# separate drive, UFS2 vs ZFS



## grigorovl (Dec 14, 2011)

I have migrated my install on a SSD and want to use my 1TB HDD for data with encryption. The thing is all the manuals and posts I read confuse me and I still didn't find specific instructions for adding a new, separate drive, and using ZFS + GELI on it.

I have been using ZFS on it, but despite the increased memory usage, I don't see much of a difference. It would be much easier to set up a UFS2 + GEOM drive.

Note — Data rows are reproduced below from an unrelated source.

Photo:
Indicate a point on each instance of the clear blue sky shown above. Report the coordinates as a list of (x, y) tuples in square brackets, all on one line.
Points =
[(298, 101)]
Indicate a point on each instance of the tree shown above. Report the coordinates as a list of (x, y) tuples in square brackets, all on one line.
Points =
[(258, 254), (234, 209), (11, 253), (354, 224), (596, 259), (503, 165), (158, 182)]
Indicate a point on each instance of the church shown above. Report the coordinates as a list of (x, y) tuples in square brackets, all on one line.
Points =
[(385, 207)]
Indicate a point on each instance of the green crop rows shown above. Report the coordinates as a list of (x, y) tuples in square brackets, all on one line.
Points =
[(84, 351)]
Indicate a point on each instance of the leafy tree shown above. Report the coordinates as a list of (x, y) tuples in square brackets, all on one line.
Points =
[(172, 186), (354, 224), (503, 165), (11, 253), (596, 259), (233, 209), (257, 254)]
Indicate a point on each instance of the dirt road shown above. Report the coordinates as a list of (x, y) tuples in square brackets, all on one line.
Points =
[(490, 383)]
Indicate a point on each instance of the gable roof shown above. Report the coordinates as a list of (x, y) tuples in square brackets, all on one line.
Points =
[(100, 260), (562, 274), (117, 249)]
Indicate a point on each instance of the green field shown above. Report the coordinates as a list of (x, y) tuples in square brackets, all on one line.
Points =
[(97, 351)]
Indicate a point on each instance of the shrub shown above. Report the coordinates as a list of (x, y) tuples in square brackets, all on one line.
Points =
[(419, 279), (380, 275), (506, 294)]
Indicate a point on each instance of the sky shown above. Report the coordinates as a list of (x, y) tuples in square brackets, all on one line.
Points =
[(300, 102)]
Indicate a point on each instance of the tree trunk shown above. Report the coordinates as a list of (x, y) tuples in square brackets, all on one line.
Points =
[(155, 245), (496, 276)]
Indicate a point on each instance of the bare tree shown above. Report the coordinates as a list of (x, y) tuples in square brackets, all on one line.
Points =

I will only use it for file storage, so is there a point in using ZFS at all? I also don't like that all the new versions are closed source from Oracle...


----------



## bbzz (Dec 14, 2011)

ZFS is great - snapshots, easy of backup, checksums. But you already know this.
As for setting it up it's really easy. 

Look for "HOWTO:geli encrypted disk + ZFS" or something along those lines. It's on forum's first or second page.


----------



## fluca1978 (Dec 14, 2011)

If you don't need snapshots and your hard disk is _good_ I will go for a UFS setup, since it will consume less memory. Luckily I have not yet experienced a problem that involved ZFS checksum. But this is of course my thought.


----------



## grigorovl (Dec 14, 2011)

Well I had a crappy brand 100GB HDD from 2003 which had countless OS reinstalls and data movement. It is still a champion and is in my FreeNAS right now. The new drive is a WD Caviar Black 1TB 6.0MB/S and is < 1 year old. I really doubt I will be getting errors with it soon.


----------